Well, in any case, you're leading a productive life that is of great benefit to many people, and not least to the thousands of men and women who read this newsgroup. There are many men who can't say as much.
Alan
Richbro - 17 Jul 2006 23:50 GMT > My PSA has jumped from 3.1 in April to 13.8 in July after beginning ADT > in March. Met with my uro 7/14 and he said to start Taxane ASAP. Med [quoted text clipped - 21 lines] > trial. > Duke Duke, this is my first post, but can relate to your story. I'm a patient and do my reading via books and the internet and have no medical training. I am currently on Taxotere, which is semi-synthetic type of taxane and probably the one you are about to undertake. I am in early metastasis as my PSA was 4.8 at DX with lymph involvement found during surgery - not before. PSA after surgery was <0.1, on hormone for 22 months, then PSA rose to 1.7, then Taxotere. Bone scan negative. The SEs have been tolerable, but frustrating - some diarrhea, some fatigue, some hair loss, and other minor stuff. I would caution you though - everyone is different on SEs from talking to my chair mates after 15 treatments. My biggest problem has been the mental stress which pecks away slowly at your resolve. Currently my PSA is 0.3 with 4 more treatments scheduled, then wait and watch. I wish you well - my advice to me is to stay as active as possible and keep the hope - that's what drives me. Recommend the same. (by the way, I recently joined this group)
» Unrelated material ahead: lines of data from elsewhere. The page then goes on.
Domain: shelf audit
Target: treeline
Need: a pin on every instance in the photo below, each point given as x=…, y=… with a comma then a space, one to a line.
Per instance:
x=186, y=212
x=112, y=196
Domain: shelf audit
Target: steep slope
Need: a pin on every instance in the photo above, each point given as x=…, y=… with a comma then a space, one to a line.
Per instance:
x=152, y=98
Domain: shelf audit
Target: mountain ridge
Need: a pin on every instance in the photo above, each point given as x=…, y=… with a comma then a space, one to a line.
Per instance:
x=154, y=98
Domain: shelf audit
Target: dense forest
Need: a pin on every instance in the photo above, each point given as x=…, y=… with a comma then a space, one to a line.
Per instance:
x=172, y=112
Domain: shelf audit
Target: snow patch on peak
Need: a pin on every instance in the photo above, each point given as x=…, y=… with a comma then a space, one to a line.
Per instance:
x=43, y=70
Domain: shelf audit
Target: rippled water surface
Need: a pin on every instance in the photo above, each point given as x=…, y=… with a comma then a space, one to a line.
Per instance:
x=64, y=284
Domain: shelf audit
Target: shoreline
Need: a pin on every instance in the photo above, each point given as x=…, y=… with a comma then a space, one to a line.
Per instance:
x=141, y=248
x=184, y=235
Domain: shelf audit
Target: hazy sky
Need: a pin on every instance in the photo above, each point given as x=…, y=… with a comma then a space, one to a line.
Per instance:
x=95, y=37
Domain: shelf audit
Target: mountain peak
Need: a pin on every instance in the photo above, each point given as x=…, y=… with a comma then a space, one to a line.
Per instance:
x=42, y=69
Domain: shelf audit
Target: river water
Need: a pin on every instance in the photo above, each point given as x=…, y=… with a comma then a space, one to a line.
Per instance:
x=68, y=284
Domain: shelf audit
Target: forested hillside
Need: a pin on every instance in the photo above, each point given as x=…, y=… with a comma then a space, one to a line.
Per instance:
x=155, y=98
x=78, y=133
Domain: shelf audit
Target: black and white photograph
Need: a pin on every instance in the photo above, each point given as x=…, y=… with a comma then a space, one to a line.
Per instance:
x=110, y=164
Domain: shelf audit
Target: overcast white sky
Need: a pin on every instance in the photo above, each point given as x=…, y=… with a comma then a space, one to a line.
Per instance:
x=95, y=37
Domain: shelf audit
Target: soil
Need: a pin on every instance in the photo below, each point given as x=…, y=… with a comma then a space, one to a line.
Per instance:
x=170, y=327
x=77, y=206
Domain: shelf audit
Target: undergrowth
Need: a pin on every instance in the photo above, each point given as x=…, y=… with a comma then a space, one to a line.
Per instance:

Alan Meyer - 18 Jul 2006 00:53 GMT > ... this is my first post ... Welcome to the group as a new poster. You are getting a treatment that many members of this group will face someday, so your experience is valuable to all.
> ... My biggest problem has been the mental stress which pecks > away slowly at your resolve. ... I know that what you are going through is very hard. Some patients have a terrific response to chemotherapy, and I sincerely hope that you and Duke will be among them.
Whatever happens, I hope that you get a chance every day to do something that you like, do something for someone you care about, or do something that is meaningful to you. And I hope that the value of each of those things will outweigh all the pain, the stress and the despair you may face.
Best of luck to you, to Duke, and to all.